Die vergangene Woche von AMD, HP, IBM, Intel und Microsoft aus der Taufe gehobene Trusted Computing Group (TCG) wird noch viel Überzeugungsarbeit leisten müssen, um den Geruch des Big-Brother-Vereins los zu werden. Die TCG sieht sich als Nachfolgeorganisation der Trusted Computing Platform Alliance (TCPA), einer Herstellervereinigung zur Entwicklung von Sicherheitseinrichtungen in Computern. Sie soll nicht nur die technische Arbeit weiter betreiben sondern vor allem Lizenz- und Nutzungsbedingungen der Technologie für eine breite Palette von Produkten definieren sowie eine Marketing-Organisation aufbauen. Letzteres tut dringend not, denn die Arbeit der TCPA ist bereits heftig umstritten.

Die Kritiker der Sicherheitstechnologie bemängeln vor allem, dass ein hardware-basierter Sicherheitsriegel nach den TCPA-Plänen die Nutzungsfreiheiten der Computer-Käufer einschränkt und die Überwachung von privaten Informationen und Kommunikationsströmen begünstigt. Kontrovers ist ausserdem, dass private Kopien von Musik- und Videodateien durch die TCPA-Schlüssel blockiert werden.

TCG-Vertreter argumentieren, dass vernetzte Informationssysteme solche Schutzvorrichtungen brauchen, um eine vertrauenswürdige Infrastruktur zu bilden. Es gehe nicht um Überwachung der Computer-Aktivitäten legitimer Benutzer sondern das Abblocken von Unbefugten, von unbekannten und damit unsicheren Systemen sowie das Abschirmen von Viren und schädlichen Programmen.

Doch selbst Fachleute für Sicherheit und Verschlüsselung sehen die Entwicklungen von TCPA und jetzt TCG mit einiger Skepsis. Whitfield Diffie, einer der bekanntesten Kryptografie-Experten und Sicherheitsbeauftragter von Sun Microsystems, warnte auf der RSA Security Conference in San Francisco, die vertrauenswürdige Computertechnik der TCG lege den Schlüssel zu privaten Daten in fremde Hände. Auch MIT-Professor Ronald Rivest, Mitentwickler der RSA-Verschlüsselungsverfahren, mahnte die Bürger zur mehr Aufmerksamkeit, wohin der von der Industrie propagierte ?vertrauenswürdige Computer? führe.

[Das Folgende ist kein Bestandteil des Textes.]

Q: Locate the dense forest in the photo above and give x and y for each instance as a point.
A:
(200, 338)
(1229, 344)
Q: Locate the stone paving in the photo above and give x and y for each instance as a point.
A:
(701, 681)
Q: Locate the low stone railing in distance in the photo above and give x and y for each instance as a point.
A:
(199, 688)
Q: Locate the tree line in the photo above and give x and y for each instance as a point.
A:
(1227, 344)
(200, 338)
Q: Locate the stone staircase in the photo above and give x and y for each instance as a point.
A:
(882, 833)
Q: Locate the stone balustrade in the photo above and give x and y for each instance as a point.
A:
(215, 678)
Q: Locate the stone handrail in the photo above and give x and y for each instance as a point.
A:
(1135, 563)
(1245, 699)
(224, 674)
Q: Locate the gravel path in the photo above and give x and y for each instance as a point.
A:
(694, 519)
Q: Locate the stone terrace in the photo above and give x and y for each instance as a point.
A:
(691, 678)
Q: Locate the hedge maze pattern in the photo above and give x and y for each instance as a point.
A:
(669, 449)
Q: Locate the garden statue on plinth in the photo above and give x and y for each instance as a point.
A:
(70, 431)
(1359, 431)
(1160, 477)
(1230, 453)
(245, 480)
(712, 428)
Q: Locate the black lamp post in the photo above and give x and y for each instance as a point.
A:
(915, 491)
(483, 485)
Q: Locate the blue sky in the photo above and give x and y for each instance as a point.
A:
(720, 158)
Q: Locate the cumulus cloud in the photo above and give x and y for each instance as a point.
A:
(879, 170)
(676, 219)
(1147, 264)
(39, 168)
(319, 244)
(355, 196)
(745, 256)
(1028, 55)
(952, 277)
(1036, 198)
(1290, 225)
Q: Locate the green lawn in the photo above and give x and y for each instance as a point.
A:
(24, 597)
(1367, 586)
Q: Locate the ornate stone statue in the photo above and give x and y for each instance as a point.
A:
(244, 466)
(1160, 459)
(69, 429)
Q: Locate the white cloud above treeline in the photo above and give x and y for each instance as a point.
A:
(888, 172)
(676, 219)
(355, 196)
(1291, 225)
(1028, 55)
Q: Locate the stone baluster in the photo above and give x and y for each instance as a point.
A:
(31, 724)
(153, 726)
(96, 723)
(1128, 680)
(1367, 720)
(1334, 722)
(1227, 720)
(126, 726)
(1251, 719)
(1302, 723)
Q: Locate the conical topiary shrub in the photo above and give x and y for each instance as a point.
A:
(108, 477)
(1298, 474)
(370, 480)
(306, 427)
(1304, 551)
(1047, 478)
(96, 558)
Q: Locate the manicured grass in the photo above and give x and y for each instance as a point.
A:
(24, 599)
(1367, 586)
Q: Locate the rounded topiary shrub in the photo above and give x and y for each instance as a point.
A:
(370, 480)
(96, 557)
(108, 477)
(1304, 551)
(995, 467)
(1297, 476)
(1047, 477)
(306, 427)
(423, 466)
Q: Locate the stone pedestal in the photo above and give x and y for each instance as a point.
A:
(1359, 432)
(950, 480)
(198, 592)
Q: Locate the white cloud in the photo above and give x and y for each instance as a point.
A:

Bedenken haben offenbar auch noch die Hersteller und Anwender von Sicherheitstechnologie in Deutschland sowie die deutsche Regierung. Zum dritten Mal war eine deutsche Delegation auf der RSA Conference mit einem Gemeinschaftsstand. Der vom Teletrust e.V., einer Art TÜV für Informationstechnik, organisierte Auftritt war nach Veranstalter RSA der größte Aussteller in San Francisco. Nach Angaben von Teletrust-Chef Helmut Reimer sind die elf Firmen vor allem angereist, um Kontakte zu US-Geschäftspartnern zu knüpfen. Dabei waren Gespräche mit den TCPA-Mitgliedern Intel und National Semiconductor besonders hilfreich.

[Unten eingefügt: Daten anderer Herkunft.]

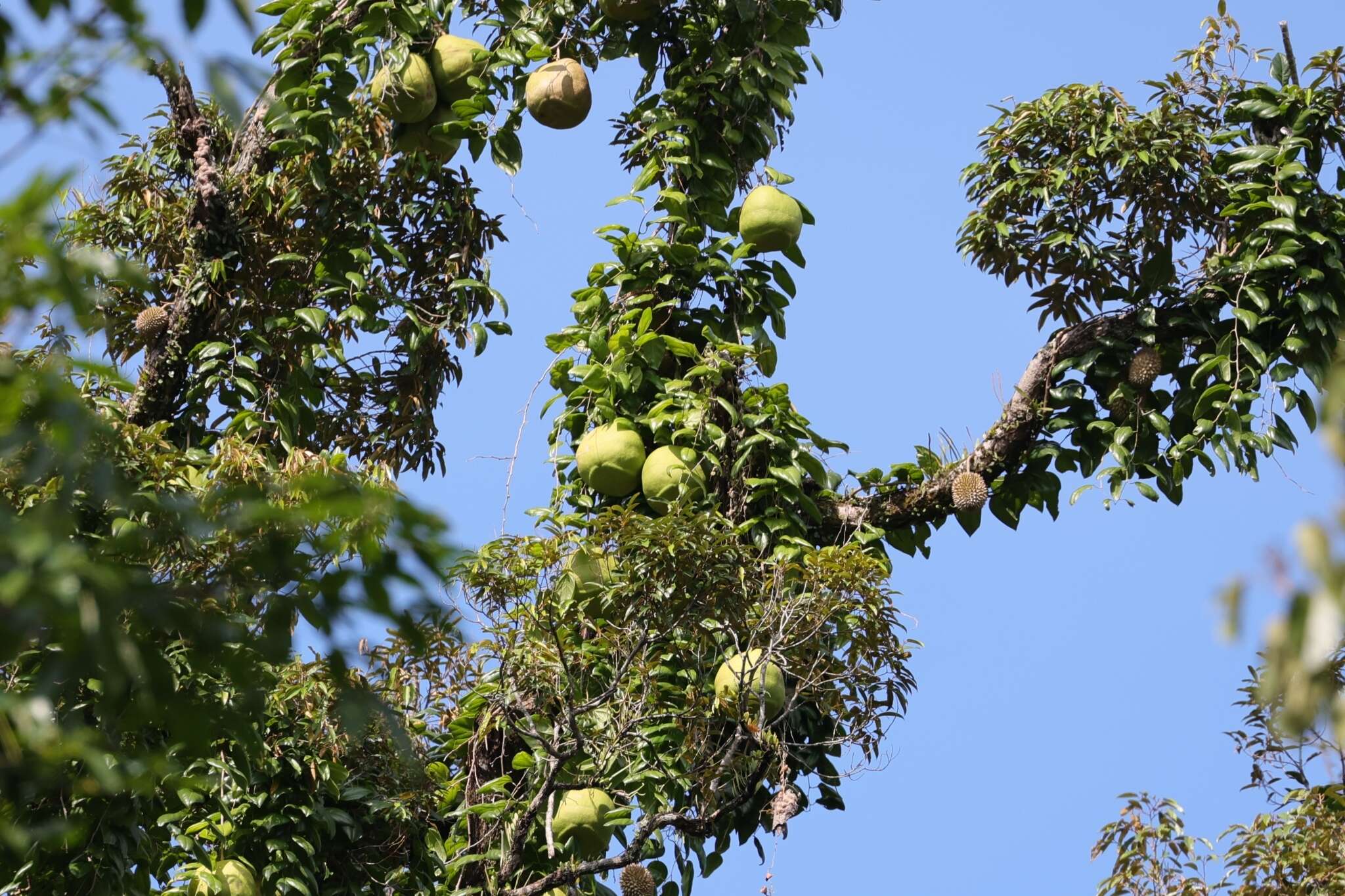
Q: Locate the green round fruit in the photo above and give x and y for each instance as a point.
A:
(558, 95)
(580, 815)
(418, 139)
(452, 62)
(748, 668)
(670, 473)
(237, 880)
(630, 10)
(592, 568)
(770, 219)
(408, 95)
(609, 458)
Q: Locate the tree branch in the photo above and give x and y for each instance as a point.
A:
(1289, 53)
(1000, 450)
(164, 372)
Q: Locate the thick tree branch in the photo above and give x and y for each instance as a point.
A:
(1000, 450)
(164, 372)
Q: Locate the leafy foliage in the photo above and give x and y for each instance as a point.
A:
(1296, 848)
(319, 280)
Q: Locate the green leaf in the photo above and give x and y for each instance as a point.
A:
(315, 317)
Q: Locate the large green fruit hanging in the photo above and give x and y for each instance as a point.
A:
(407, 95)
(418, 137)
(670, 473)
(759, 676)
(580, 815)
(609, 458)
(592, 568)
(558, 95)
(452, 62)
(770, 219)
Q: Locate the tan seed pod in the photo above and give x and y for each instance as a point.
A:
(636, 880)
(969, 492)
(558, 95)
(1145, 367)
(151, 323)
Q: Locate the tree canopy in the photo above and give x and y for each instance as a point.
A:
(699, 631)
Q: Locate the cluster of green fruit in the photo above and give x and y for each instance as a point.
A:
(581, 816)
(420, 93)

Mit Infineon, Siemens und Utimaco befinden sich ganze drei deutsche Firmen unter den rund 200 bisherigen TCPA-Mitgliedern. Dass TCPA- bzw TCG-Konformität für den Eintritt in den US-Markt unabdingbar sein wird, scheint bei den Teletrust-Vertretern fest zu stehen. Noch aber ist man sich auf deutscher Seite unsicher, wie weit man sich den technischen und organisatorischen Verfahren annähern will. Auch wenn die TCG bereits offensiv an Marketing-Plänen für die Krypto-Hardware arbeitet könnten nach deutschem Recht etwa lizenz- oder kartellrechtliche Bedenken dagegen sprechen, meinte ein mitgereister Vertreter des Bundeswirtschaftsministeriums. (Erich Bonnert)/ (cp)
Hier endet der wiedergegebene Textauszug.